Japanese scientists were able to identify and alter a gene in a species of fish’s reproductive system that can determine what a germ cell would turn out to be during the reproductive process – an egg or a sperm.
Germ cells are precursor cells in the reproductive system that generates gametes in animals that sexually reproduce. Gametes are called eggs in females and sperm cells in males.
Researchers published a paper about their experiments on a tiny fish named the medaka, or the Japanese rice fish, in this Thursday’s issue of the journal Science. They said that the gene which is responsible for the genetic switch between egg and sperm in germ cells was dubbed foxl3.

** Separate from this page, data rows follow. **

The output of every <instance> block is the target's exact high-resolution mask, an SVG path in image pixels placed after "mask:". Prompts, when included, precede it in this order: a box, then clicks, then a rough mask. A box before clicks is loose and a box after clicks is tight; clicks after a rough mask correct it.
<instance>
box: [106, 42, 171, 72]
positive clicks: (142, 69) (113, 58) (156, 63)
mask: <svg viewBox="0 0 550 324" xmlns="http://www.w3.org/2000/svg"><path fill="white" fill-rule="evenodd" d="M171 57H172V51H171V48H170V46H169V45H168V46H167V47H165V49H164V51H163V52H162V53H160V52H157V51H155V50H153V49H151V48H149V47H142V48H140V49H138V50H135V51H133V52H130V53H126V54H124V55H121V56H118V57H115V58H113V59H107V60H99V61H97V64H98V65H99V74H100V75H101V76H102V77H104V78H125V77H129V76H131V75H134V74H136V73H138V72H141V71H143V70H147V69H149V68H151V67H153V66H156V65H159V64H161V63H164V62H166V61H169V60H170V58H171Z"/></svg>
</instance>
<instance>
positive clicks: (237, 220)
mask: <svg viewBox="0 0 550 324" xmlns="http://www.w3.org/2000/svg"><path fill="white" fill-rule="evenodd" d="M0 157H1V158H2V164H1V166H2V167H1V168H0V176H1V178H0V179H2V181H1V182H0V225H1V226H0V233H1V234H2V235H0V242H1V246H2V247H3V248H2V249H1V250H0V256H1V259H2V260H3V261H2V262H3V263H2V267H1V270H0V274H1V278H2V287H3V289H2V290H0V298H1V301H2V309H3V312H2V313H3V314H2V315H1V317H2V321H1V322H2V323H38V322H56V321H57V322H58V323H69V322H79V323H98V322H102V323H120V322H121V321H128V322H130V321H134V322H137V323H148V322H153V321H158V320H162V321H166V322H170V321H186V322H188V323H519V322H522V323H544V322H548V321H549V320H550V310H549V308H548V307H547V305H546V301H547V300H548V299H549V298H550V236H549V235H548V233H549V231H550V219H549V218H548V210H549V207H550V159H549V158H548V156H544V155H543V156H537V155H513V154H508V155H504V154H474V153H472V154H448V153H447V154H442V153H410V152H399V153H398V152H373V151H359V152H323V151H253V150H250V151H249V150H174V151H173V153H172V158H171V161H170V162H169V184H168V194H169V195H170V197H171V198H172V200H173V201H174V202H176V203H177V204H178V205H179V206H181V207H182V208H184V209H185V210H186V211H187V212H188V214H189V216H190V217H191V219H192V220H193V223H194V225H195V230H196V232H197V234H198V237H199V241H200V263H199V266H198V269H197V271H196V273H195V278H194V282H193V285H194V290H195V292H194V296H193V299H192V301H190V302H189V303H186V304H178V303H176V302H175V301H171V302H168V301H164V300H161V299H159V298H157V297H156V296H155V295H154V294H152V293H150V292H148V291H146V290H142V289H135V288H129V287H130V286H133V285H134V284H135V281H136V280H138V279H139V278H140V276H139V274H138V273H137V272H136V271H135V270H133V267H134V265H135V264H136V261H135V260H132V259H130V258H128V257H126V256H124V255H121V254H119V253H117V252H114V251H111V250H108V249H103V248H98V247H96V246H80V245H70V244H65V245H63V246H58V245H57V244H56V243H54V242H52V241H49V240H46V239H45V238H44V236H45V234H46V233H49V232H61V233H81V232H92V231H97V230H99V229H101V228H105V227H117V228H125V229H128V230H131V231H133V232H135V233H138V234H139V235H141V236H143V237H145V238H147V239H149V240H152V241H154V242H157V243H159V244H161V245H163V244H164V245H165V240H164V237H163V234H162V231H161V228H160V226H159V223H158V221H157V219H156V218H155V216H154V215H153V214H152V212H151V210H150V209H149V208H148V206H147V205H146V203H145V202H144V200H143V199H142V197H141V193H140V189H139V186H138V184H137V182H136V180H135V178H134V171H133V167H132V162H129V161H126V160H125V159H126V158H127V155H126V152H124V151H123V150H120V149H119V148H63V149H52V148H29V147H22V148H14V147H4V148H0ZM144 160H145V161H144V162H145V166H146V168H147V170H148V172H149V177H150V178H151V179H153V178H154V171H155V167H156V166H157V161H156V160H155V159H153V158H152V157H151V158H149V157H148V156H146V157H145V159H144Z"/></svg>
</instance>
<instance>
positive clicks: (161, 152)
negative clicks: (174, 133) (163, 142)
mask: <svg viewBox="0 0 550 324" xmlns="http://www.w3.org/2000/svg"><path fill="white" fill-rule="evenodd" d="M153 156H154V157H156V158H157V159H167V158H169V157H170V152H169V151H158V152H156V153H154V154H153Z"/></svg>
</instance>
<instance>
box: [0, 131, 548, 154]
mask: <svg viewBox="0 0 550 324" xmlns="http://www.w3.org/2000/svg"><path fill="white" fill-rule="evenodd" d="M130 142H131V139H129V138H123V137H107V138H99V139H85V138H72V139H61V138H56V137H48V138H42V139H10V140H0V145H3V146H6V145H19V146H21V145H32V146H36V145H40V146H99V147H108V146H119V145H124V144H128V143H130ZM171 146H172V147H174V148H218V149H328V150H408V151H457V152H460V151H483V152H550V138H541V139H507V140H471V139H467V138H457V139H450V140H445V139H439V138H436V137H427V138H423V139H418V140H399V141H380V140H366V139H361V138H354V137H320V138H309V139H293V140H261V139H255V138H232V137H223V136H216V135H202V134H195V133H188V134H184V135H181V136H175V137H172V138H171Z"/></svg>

Though germ cells are common to most vertebrates and are found in both males and females, scientists were clueless about the mechanism that triggered germ cells’ later development within the animals’ reproductive system.
No other study had found that there was a gene that controlled whether germ cells would become male reproductive cells or female reproductive cells.
During their experiments, researchers had to perform a series of tests to determine foxl3’s role. The elusive gene is mostly active in female germ cells, where its role is to prevent those cells from morphing into sperm cells in female ovaries.
The gene was dormant in other types of cells found in the medaka’s reproductive system.
When the team turned the gene off in female fish, they learned that germs cells became sperm cells in the ovaries instead of egg cells as it was natural to do in females. The resulting sperm cells were able to fertilize other egg cells and resulted in a healthy new generation.
Although, humans do not have a foxl3 to control their reproduction, scientists speculate that a similar genetic mechanism may determine the future of their germ cells, as well.
Minoru Tanaka, co-author of the study and lead researcher at the National Institute for Basic Biology in Okazaki, Japan, said that scientific community didn’t know about germ cells’ genetic switch to determine their fate.
“The germ cells were regarded as passive cells that are regulated by other cells,”
expalined Mr. Tanaka.
Mr. Tanaka’s fellow researcher Toshiya Nishimura said he was “greatly surprised” when he witnessed what the gene could do to germ cells. He added that the surprise nearly turned into a shock when realizing that the cells of the environment in which germ cells were altered into male reproductive cells were female cells.